Thank you, America. You once shined.
Then Came the Roadwork
There was a time — the Apple Pie years — when America glowed with something close to innocence. The 1980s and 90s. When John Hughes films gave us small-town sanctity and flag-waving wasn’t a political act, just a gesture of shared belonging. Families read Better Homes & Gardens. People decorated with optimism. America wasn’t just a country — it was the country.
But that era faded. Now the place feels like it missed an exit, veered off the International Highway, and flipped into a ditch teeming with social justice alligators. Chaos. No map. And the rest of the world drives by, unwilling to stop.
Into that comes Trump — part detour, part demolition crew.

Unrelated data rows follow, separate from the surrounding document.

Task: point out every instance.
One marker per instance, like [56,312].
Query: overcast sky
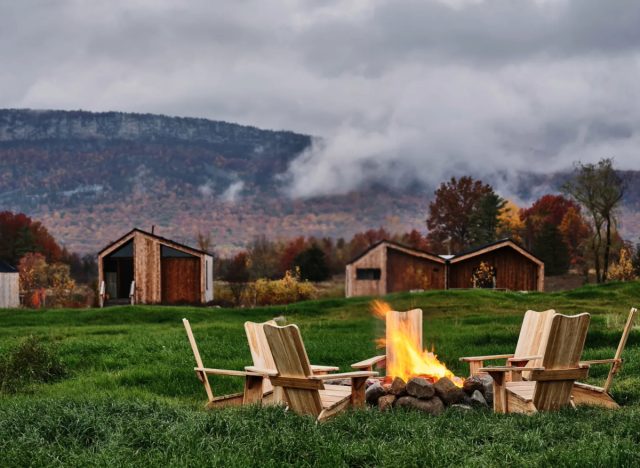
[399,90]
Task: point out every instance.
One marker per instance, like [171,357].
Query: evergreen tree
[484,220]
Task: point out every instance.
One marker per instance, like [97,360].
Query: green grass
[130,397]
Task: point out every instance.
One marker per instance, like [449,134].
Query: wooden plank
[559,374]
[196,355]
[367,364]
[588,395]
[292,361]
[253,389]
[298,382]
[623,342]
[563,350]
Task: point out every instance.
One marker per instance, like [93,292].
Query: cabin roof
[401,248]
[6,268]
[507,242]
[161,239]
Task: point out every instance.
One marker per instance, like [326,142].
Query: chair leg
[358,386]
[252,389]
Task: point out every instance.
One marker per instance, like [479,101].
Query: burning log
[448,391]
[432,406]
[420,387]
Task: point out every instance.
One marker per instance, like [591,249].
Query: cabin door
[180,276]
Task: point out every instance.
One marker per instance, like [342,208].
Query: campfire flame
[410,361]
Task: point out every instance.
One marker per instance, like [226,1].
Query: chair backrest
[260,352]
[563,349]
[532,338]
[291,361]
[410,323]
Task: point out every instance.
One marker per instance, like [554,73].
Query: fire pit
[416,378]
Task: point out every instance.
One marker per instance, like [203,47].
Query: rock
[472,384]
[477,399]
[432,406]
[462,407]
[374,392]
[398,387]
[448,392]
[420,388]
[386,402]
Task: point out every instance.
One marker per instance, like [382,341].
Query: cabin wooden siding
[405,269]
[9,290]
[186,279]
[375,258]
[407,272]
[513,270]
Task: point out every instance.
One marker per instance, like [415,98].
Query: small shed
[515,268]
[388,267]
[9,286]
[144,268]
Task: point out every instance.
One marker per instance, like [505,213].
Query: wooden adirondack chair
[306,393]
[528,349]
[263,359]
[253,388]
[551,384]
[411,323]
[585,394]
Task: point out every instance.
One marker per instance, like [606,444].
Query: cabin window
[368,273]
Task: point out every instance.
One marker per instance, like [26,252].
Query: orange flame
[409,361]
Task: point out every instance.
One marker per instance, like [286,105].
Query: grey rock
[448,392]
[398,387]
[374,392]
[472,384]
[433,406]
[420,387]
[386,402]
[462,407]
[477,399]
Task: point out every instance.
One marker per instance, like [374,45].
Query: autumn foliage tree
[463,212]
[19,235]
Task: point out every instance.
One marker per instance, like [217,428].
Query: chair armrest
[261,371]
[232,373]
[522,361]
[344,375]
[367,363]
[316,368]
[505,369]
[599,361]
[486,358]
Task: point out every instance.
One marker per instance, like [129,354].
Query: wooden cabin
[515,268]
[388,267]
[9,286]
[144,268]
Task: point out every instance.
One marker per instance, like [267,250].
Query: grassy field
[130,397]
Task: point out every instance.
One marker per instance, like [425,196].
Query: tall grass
[130,396]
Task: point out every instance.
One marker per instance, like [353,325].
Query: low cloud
[398,90]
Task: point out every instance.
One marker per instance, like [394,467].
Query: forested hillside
[92,176]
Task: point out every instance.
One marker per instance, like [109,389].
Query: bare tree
[599,189]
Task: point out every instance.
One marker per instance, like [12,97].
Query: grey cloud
[400,91]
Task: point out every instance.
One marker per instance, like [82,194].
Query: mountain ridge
[92,176]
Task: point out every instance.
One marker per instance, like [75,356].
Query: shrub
[283,291]
[623,269]
[30,362]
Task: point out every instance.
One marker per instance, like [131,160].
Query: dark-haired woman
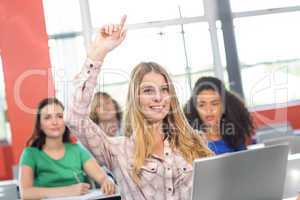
[52,165]
[220,114]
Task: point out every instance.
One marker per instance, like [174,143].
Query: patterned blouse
[161,178]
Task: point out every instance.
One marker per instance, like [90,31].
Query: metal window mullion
[211,14]
[265,12]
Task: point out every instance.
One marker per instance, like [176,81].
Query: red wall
[26,64]
[290,113]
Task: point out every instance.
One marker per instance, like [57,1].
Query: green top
[49,172]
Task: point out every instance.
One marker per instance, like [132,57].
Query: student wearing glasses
[154,158]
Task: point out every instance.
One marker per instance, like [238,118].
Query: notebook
[92,195]
[256,174]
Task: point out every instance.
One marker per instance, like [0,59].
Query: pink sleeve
[77,115]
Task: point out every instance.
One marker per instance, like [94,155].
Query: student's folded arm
[77,115]
[29,191]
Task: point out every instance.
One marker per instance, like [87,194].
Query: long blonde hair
[181,136]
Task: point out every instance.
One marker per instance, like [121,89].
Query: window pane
[161,45]
[4,131]
[239,5]
[117,91]
[268,38]
[198,46]
[62,16]
[67,56]
[164,46]
[272,83]
[142,11]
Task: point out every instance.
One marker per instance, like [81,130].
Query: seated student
[220,114]
[106,112]
[52,165]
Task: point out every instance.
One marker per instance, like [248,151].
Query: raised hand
[109,37]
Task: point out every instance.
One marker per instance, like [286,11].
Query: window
[269,49]
[239,6]
[139,11]
[62,16]
[4,130]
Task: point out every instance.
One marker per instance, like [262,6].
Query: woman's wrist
[96,54]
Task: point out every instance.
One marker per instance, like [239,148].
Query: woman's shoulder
[32,150]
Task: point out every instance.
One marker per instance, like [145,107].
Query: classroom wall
[25,56]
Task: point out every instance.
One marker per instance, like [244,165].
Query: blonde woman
[106,112]
[154,158]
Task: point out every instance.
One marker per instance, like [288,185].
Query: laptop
[256,174]
[92,195]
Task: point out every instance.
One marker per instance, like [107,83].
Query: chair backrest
[272,131]
[292,141]
[292,180]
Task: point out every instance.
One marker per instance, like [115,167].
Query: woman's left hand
[108,186]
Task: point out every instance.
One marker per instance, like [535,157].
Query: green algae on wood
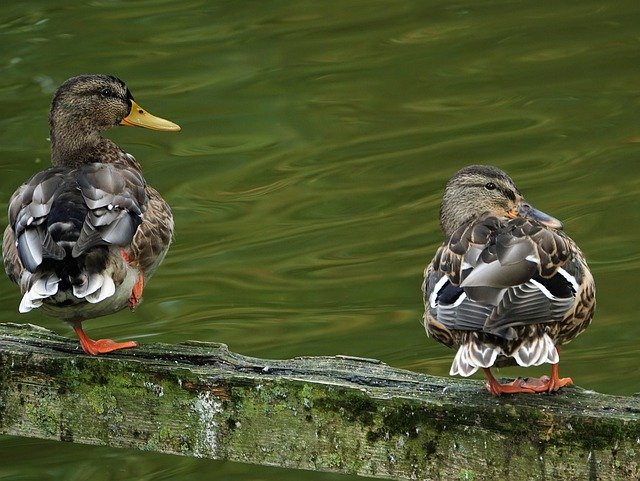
[338,414]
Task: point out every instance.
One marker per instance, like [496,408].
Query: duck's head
[86,105]
[481,189]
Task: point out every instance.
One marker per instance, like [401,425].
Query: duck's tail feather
[43,287]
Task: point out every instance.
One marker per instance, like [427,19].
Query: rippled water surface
[317,138]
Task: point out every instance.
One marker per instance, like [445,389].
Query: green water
[317,138]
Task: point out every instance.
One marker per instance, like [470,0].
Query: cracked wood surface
[338,414]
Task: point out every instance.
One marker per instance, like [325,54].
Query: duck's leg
[495,388]
[101,346]
[549,384]
[136,292]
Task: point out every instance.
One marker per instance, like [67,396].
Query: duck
[507,286]
[85,235]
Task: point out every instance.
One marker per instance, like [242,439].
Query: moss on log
[339,414]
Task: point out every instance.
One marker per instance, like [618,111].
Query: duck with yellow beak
[85,235]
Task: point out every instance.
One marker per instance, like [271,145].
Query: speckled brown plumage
[507,286]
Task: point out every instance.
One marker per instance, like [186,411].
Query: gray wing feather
[116,199]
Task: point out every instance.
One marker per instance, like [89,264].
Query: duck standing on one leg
[507,286]
[86,234]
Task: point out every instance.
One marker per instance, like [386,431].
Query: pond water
[317,138]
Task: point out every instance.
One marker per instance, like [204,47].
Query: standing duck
[507,286]
[85,235]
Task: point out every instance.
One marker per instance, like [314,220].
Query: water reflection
[316,142]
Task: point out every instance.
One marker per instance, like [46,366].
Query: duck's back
[500,279]
[66,228]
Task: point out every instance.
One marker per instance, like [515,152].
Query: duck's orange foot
[136,292]
[101,346]
[549,384]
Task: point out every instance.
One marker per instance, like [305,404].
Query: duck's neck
[72,146]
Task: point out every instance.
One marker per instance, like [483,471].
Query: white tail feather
[41,289]
[472,356]
[537,351]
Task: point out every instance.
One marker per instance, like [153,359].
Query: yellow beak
[138,117]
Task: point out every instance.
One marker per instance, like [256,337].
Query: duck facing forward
[507,286]
[85,235]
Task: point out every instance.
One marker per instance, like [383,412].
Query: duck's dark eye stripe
[509,194]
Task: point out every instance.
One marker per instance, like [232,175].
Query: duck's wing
[494,275]
[115,199]
[155,233]
[29,210]
[64,210]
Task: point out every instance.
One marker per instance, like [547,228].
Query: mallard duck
[507,286]
[85,235]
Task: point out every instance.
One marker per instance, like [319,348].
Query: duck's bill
[528,211]
[138,117]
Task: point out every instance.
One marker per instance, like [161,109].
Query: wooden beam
[338,414]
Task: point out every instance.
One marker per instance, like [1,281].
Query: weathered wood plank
[337,414]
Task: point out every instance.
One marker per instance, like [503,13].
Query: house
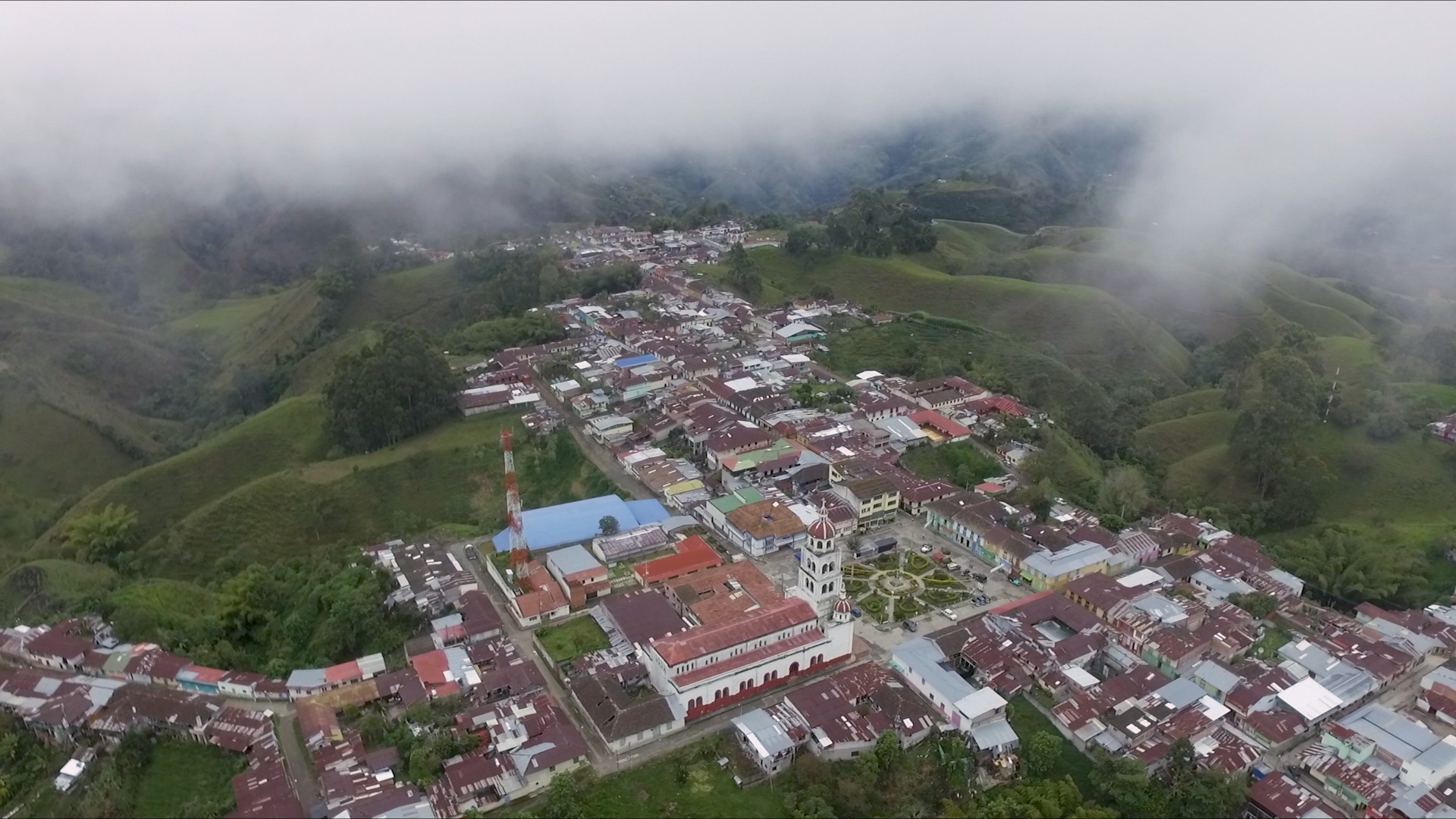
[526,741]
[875,500]
[927,668]
[631,544]
[769,739]
[693,554]
[1277,796]
[609,430]
[1445,428]
[541,596]
[764,528]
[625,716]
[425,575]
[848,711]
[799,333]
[61,648]
[582,577]
[938,428]
[734,439]
[580,522]
[1055,569]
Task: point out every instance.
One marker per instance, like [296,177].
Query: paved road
[300,765]
[598,453]
[526,645]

At his worst, Trump’s presidency feels like a construction zone that swallowed the entire country. Orange cones in every direction. Everyone honking. Promises of a smooth ride just ahead, if you can make it past the wreckage.
Is he trying to rewind the clock to that American peak? Maybe. And if I were American, I might even support the ambition — but not the execution. Trump hammers at everything, hoping some nail dares to stick out. It’s not restoration. It’s rage carpentry.
I don’t know what a detour from this detour looks like.
Fleeing to Canada? You’re welcome here — if you qualify. And if not? We’ll deport you, too. Quietly. Cleanly. That’s sovereignty.
Final Exit?
The truth is: America was once beautiful. And it was innocent. But time doesn’t care.
Now it echoes through TikToks, talk shows, and threads of outrage, trying to remember its lines. It wanders through a deep, digital forest — looking for Main Street, U.S.A., but always arriving at another parking lot argument.
If Trump’s still trying to find the way back, he might want to stop hammering.
The dream doesn’t need another nail. It needs a map.